Google Translate is a modern marvel, seamlessly taking snippets of text, or even complete websites, and translating them in milliseconds from one language to the other. It may not be an exact translation, but it’s good enough to get the general idea of what’s being said. Users of Apple’s iPhone and devices running Google’s Android have been enjoying a dedicated Google Translate app for some time now, and it looks like Android users are getting preferential treatment with the latest version that was just announced. With the new version of Google Translate text that’s spoken sounds much more human like, and text to speech support for Japanese, Arabic, and Korean has been added. There are now a total of 58 languages you can translate to and from in plain text and 24 that can be spoken aloud. You’ll need a device running at least Android 2.1 to use this app, which seems a bit silly to us, but then again most of the latest devices hitting the market area already running 2.2.

We’re curious to hear just how often people are using Google Translate.
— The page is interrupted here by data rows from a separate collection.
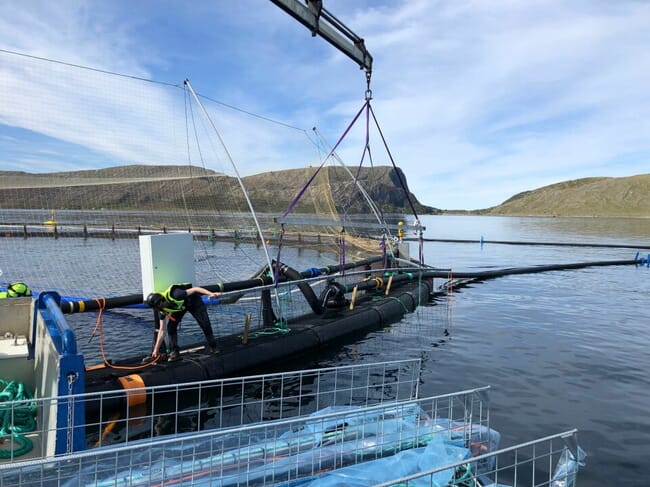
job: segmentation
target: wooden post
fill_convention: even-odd
[[[352,289],[352,298],[350,299],[350,311],[354,309],[354,302],[357,299],[357,288],[359,286],[354,286],[354,289]]]
[[[251,326],[251,314],[246,313],[246,324],[244,325],[244,336],[242,337],[241,342],[246,345],[248,343],[248,329]]]
[[[393,275],[391,274],[390,277],[388,278],[388,284],[386,284],[386,296],[388,296],[388,293],[390,292],[390,285],[393,283]]]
If you use Google’s web browser on your computer, Chrome, then anytime you visit a website that isn’t written in your native language, Google will ask you if you want to have the site translated. That’s pretty powerful stuff and makes the world that much smaller since we can all understand each other. Then there’s people who travel extensively, either for business or pleasure, they probably use this app a countless number of times while going about their day. Don’t forget people who live in countries that have more than one official language, or soldiers who are stationed abroad and have some free time to mingle with the locals. The use cases here are endless.

What does Google have to gain by making this free? Nothing, except some pretty big fans.

  • Jacq

    I have to warn you. Google translate is not that good. For me it translated “Spagetti squash culture” into French by something that means “the spagetti is squashing the culture”.
    That’s really bad and all t hose translations are not reliable for official documents.
    You can only use such translation software if you already know the translated language and can make the appropriate corrections.

    • Jacq,

      I don’t think Google translates is meant to translate (at this time) phrases such as “Spagetti squash culture”. Moreover, who ever said that it should be reliable for official documents…. In other words, Google is good but not that good, therefore one should lower ones expectation.

  • Ringoandme

    Actually, Google Translate takes everything into context when you write a sentence. I use it to translate Spanish assignments and it does a great job. Even better, my teacher said that he could tell when you use an online dictionary because it translates everything literally, e.g. when you said “I’m a fan of sports” it translates to being a ceiling fan (un ventilador). Not Google translate; it knew exactly what I meant and translates “I am a baseball fan” to “Yo soy un fanático del béisbol.” You just have to know how to get it to understand what you’re saying, that’s all.